Améliorer la ligne de commande

En dehors des raccourcis claviers que j'avais déjà abordé, il existe énormément d'astuces pour améliorer la ligne de commande sous Linux. En voici quelques unes pour gagner encore plus de temps avec la ligne de commande.

Complétion avancée

La touche TAB sert à compléter automatiquement les commandes. C'est diablement efficace, mais bash peut faire mieux ! En chargeant /etc/bash_completion, la complétion dépendra du programme utilisé. « kpdf <tab><tab> » n'affichera que les fichiers PDF (et les répertoires). « apt-get install python-<tab><tab> » affiche les paquets Debian installables dont le nom débute par « python- ». Pour l'activer la complétion avancée, ajoutez dans votre ~/.bashrc :

source /etc/bash_completion

Le chargement de bash sera plus long, mais vous serez beaucoup efficace avec votre ligne de commande !

Ignorer les doublons dans l'historique

Par défaut, bash conserve toutes les commandes tapées. J'ai présenté dans mon billet précédent la variable d'environnement HISTIGNORE pour ignorer certains commandes. Pour ne pas sauver un commande saisie plusieurs fois, utilisez :

export HISTCONTROL=ignoredups

Rappel : CTRL+r permet de rechercher une commande déjà tapée en en saisissant quelques lettres.

Utiliser most plutôt que less pour lire du texte

Pour lire un fichier texte, il existe le programme more qui n'est pas très pratique. Le programme less est mieux : il permet de revenir en arrière, rechercher du texte, etc. Il existe encore mieux ! most utilise des couleurs (meilleur rendu des pages de manuel), permet de découper l'écran en plusieurs vues indépendentes, etc. Lisez l'aide intégrée pour les détails. Installez-le avec « apt-get install most » et choisissez-le par défaut en ajoutant dans votre fichier de configuration ~/.bashrc :

export PAGER=most

Activer les couleurs

Plusieurs programmes permettent d'afficher des couleurs mais ne le font pas par défaut pour des raisons de compatibilité avec les anciens terminaux. Activez les couleurs avec :

alias ls='ls --color=auto'
alias grep='grep --color'
alias egrep='egrep --color'

Tailles de fichier avec des unités humaines

L'option « -h » permet d'afficher les tailles avec des unités plus facilement compréhensibles par un humain (19 Ko, 367 Mo, 1 Go, ...) :

alias du='du -h'
alias df='df -h'

La commande ls supporte également l'option.

Passer en mode verbeux

Par défaut, les programmes sont silencieux : ils ne disent pas ce qu'ils font. Or c'est pratique pour vérifier qu'on a bien fait ce qu'on voulait.

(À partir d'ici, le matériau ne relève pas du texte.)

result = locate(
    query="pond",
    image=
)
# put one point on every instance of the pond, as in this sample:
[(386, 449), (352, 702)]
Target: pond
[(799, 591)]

Aliases pour activer le mode verbeux :

alias ln='ln -v'
alias cp='cp -v'
alias mv='mv -v'
alias rm='rm -v'

Personnaliser l'invite

L'invite est le court texte invitant à saisir une commande, du style « haypo@marge:~$ ». C'est la variable d'environnement PS1 qui contient l'expression pour générer cette invite. « \u » est remplacé par le nom d'utilisateur, « \h » le nom de la machine, « \w » le répertoire de travail, etc.

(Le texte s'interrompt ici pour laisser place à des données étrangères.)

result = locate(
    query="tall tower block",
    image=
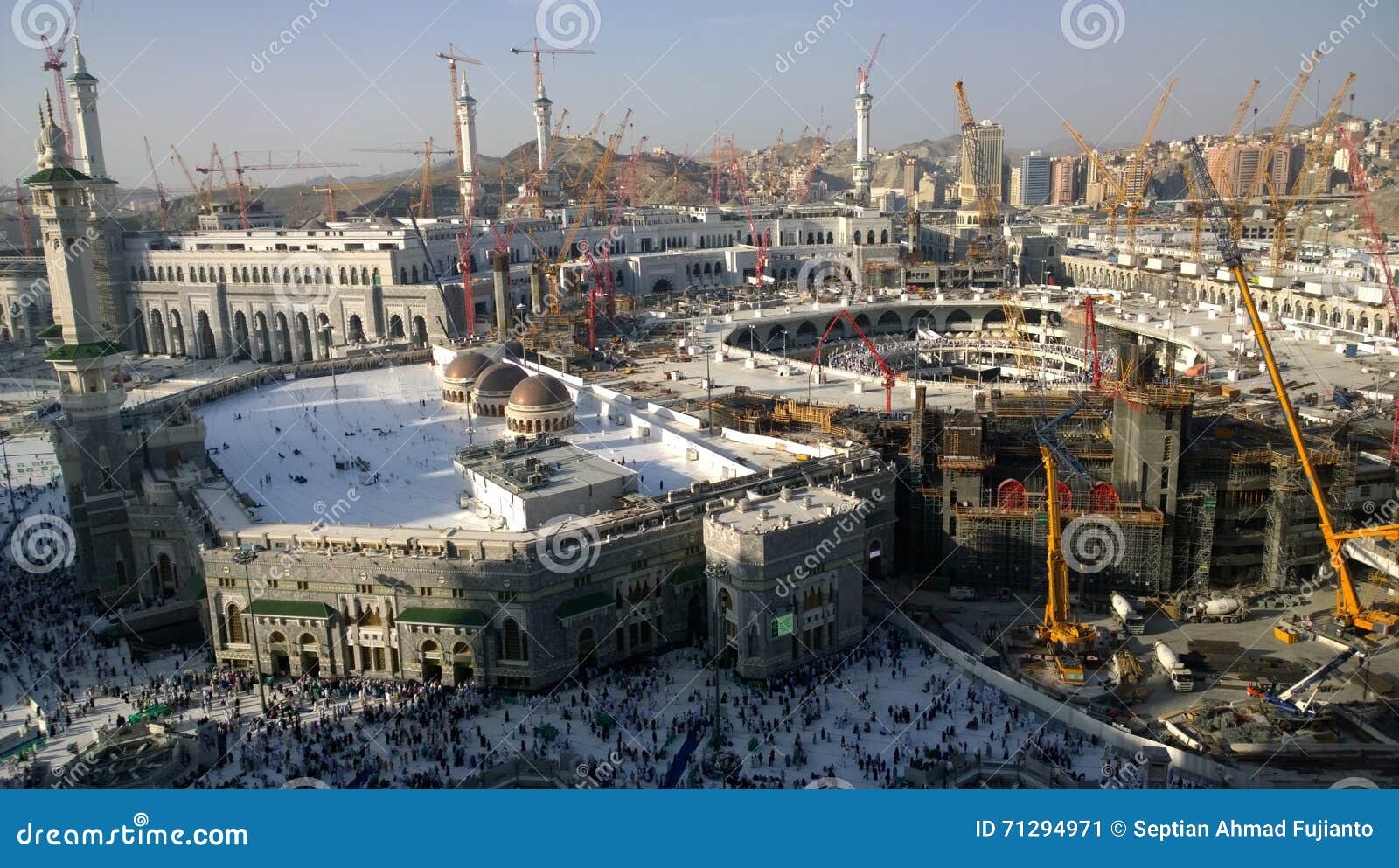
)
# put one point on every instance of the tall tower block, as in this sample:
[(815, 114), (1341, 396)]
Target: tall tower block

Je n'aime pas du tout avoir une invite qui contient le répertoire de travail car l'invite prend rapidement toute la largeur de l'écran. J'utilise donc une invite qui ne contient que le nom de la machine :

export PS1='\h$ '

C'est rudimentaire mais efficace. La commande « pwd » me sert à me rappeler où je suis quand je me perd ;-)

Voilà, j'espère que je vous ai appris des trucs, n'hésitez pas à m'en apprendre d'autres en déposant un commentaire !

Éviter les opérations dangereuses en ligne de commande

L’erreur est humaine, mais pour provoquer une vraie catastrophe, il faut un ordinateur.

Quand on passe trop de temps dans la ligne de commande, on a tendance à oublier qu'on manipule des documents importants et qu'au détour d'une commande on peut les éradiquer à tout jamais ! Voici quelques astuces pour limiter la casse : lignes à ajouter dans votre configuration « ~/.bashrc ».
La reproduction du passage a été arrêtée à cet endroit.